Alright, so it's been established that she's afraid of guys. Apparently a homeopathic treatment is in order, because she's immediately thrown into close contact with a guy who dresses like his little sister and some sort of wolf-vampire boy with a death wish that hangs around him in exchange for being able to drink his blood. If that won't cure her I don't know what will. The odd thing is, all things considered, is how quickly the treatment works. Before long she's talking to these creepy jaspers like she's known them for years. She's also talking to herself a good deal, which is another of the book's problems. I don't necessarily mind internal monologues, but they really need to be about something, and not just used as a substitute for things happening. It needs to add something to the book besides length. In Heaven Swill it rarely gets beyond pointless or incomprehensible emotionalizing. When you know that the smallest incident is going to be followed by seemingly endless commentary regardless of whether or not is has any importance to the story, or speculations that make insufficiently explained incidents even cloudier, interest wanes. The book isn't content with making the story hard to follow; it has to go further and make you stop wanting to follow it. That's what makes the volume seem so long. By the time we get through the internal commentary on events we've forgotten what the events were.

But all of these things are just symptoms. The larger problem is that Heaven Swill is simply confused about everything. It doesn't know what it is, it doesn't know where it's going, it doesn't know who its characters are, and it doesn't know what its primary interest is supposed to be. It is also incompetent. The artist apparently has a hard time just making scenes.
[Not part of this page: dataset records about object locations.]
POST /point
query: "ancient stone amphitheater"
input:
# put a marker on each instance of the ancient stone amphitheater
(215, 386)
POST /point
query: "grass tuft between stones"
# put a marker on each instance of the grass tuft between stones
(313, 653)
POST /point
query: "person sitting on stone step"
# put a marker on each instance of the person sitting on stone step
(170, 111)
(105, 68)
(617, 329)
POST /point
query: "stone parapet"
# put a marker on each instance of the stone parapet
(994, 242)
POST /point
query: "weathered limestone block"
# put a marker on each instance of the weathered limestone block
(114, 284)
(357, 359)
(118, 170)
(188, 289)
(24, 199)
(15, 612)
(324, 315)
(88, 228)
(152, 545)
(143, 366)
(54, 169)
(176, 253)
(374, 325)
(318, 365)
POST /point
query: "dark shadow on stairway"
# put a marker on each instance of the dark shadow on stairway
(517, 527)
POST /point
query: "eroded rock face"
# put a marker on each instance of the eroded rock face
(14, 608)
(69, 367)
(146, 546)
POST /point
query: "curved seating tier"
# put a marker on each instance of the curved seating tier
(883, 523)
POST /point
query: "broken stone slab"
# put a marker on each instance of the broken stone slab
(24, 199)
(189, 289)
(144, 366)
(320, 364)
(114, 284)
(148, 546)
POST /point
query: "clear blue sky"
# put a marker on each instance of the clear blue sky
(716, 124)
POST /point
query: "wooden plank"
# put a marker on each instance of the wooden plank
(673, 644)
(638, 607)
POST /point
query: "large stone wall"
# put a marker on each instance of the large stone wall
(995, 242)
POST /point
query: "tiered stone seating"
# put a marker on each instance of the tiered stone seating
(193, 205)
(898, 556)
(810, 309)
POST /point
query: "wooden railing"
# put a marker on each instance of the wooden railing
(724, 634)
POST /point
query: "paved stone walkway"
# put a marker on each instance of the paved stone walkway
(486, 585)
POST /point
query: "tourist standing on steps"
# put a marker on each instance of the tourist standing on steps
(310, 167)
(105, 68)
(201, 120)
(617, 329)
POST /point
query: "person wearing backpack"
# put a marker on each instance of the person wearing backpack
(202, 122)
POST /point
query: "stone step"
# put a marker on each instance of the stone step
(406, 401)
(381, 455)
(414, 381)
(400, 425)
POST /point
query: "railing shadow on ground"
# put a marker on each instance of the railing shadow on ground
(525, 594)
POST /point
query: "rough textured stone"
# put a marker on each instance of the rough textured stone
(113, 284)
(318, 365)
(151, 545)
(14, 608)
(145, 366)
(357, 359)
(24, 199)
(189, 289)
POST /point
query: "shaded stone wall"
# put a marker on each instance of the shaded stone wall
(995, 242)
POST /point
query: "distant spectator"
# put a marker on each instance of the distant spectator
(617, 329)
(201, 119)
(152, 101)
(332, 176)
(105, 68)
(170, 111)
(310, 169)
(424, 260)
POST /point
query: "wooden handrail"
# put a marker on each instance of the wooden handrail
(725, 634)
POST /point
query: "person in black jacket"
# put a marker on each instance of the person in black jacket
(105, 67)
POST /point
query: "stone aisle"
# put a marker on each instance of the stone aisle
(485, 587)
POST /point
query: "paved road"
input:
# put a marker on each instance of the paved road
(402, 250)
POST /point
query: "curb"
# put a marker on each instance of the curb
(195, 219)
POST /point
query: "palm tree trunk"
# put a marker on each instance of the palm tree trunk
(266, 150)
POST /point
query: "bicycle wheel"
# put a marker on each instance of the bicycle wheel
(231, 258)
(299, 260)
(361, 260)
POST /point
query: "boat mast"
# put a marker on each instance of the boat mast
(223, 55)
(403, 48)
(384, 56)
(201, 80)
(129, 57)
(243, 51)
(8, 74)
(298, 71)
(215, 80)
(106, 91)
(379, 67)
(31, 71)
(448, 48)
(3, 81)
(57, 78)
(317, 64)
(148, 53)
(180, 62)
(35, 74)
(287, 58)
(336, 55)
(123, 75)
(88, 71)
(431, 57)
There are two important places where key events - one is the resolution to the first important subplot in the book - are simply passed over entirely; instead of being shown what happens, we're told afterwards in a couple of off-hand lines of dialogue. When you add all of the book's problems up, it's as if the artist isn't thinking about the situations in the story or the behaviour of the characters at all, but instead remembering what she's read in other manga and putting that in however she can. This would account for the purely fashionable and ineffectual vampirism, and partly for the cross-dressing as well, though that does actually have something to do with the story. Weirdly enough, it ties in with the only part of the story that even begins to work. I didn't entirely understand the story behind the little sister and how it tied in with the possessed piano (don't even ask), but those are the only moments that the book stops being inert and begins to approach mediocrity.

Comments:
Heaven Swill comes pretty close to being an ideally bad book. Not the kind that's so bad you can't help but laugh at it - the kind that you can't even find a way to really read, you can only look at all the words. It's like a college economics textbook. You remember, the kind of book where you can take an hour to read three pages, and then you can't remember a single thing that it said. The artist even goes so far as to admit, "I wrote Heaven's Will while in a state of confusion." It'll be read the same way. It's so helpless I don't even have the heart to make fun of it. I can't think of a reason in the world to recommend this to anybody, unless maybe you don't like Her Majesy's Dog and want to see how much worse it could have been. It doesn't even go as far with the creepier elements to titillate. I can only put a red lantern in front of this one. No matter what you're looking for, you'll find it better almost anywhere else.